ACDCs are not just a format — they’re a methodology for creating verifiable evidence. ACDCs are issued by and issued to autonomic identifiers (AIDs). These are like DIDs, but with far stronger security guarantees. They impose stringent requirements on the key management behaviors of issuers and issuees. They support weighted multisig, prerotation, and independent witnesses to detect compromise. They can be upgraded to postquantum algorithms without disruption. They don’t require a blockchain, and thus have none of the challenges with scale, performance, or cross-jurisdiction regulatory compliance across jurisdictions.
The chaining in ACDCs is like X509 chaining on steroids. It is safer, more efficient, and more cacheable. It doesn’t depend on certificate authorities. It eliminates the need for trust registries.
As a bonus, ACDCs are actually smaller and simpler than VCs, and they are also more expressive. ACDCs can represent everything that fits in the VC data model, and many things that don’t. And ACDCs come with a graduated disclosure feature that achieves important privacy objectives. This model is more flexible than the one in SD-JWTs, uses less exotic cryptography than AnonCreds, and will make regulators, law enforcement, and private citizens happier than alternatives.

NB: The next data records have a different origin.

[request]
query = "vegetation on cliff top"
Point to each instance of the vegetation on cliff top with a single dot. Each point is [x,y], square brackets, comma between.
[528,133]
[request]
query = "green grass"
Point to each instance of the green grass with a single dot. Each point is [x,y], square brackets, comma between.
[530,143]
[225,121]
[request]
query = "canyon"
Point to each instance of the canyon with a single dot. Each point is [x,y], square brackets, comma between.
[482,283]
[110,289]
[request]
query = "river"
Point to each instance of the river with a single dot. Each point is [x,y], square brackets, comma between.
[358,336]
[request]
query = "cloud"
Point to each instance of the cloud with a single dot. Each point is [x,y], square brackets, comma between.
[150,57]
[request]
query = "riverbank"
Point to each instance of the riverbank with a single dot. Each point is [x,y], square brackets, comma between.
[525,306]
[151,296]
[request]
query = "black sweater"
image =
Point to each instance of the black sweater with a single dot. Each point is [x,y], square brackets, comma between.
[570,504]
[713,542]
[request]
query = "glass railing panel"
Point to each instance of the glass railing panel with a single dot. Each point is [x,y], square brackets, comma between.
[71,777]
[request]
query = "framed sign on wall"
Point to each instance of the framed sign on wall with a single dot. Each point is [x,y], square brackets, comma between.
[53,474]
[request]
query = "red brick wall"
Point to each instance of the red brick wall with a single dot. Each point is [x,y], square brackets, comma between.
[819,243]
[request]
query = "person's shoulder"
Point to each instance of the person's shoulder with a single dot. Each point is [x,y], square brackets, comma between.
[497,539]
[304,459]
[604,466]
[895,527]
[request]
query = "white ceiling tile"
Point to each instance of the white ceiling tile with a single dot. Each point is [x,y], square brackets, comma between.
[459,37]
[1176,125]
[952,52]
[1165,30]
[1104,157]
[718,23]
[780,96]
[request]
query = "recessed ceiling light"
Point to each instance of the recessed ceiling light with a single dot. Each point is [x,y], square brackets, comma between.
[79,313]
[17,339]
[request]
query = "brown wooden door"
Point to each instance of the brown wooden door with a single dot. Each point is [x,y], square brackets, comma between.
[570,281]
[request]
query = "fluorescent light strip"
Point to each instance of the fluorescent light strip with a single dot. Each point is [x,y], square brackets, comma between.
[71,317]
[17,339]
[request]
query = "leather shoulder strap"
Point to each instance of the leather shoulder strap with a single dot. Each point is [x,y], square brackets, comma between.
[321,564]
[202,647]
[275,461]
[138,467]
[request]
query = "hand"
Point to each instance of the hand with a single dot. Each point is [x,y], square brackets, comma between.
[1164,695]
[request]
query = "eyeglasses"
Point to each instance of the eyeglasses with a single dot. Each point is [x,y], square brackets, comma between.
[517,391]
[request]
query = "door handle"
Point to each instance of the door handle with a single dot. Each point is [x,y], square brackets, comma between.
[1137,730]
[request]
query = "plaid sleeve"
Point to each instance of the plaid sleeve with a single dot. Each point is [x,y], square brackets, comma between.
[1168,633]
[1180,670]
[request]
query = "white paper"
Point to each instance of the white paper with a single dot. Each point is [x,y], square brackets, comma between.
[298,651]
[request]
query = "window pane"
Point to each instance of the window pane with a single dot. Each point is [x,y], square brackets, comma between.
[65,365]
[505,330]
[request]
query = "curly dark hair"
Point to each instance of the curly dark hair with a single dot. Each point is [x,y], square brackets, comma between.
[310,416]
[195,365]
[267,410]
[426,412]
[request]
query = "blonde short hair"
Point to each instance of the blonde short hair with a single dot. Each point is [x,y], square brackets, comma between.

ACDCs and their related underpinnings have been codified by the Trust Over IP Foundation. The recently released ISO17442-3 (vLEIs) uses them.
For more details, you may want to read this comparison of ACDCs and SD-JWTs.
Identity is hard. Getting the evidence right is crucial. We’ve had X509 and PKI for four decades, and they’ve served us well. We’re all glad our TLS sessions are pretty safe. However, certs aren’t the right building block for major new identity infrastructure. It’s high time for an upgrade.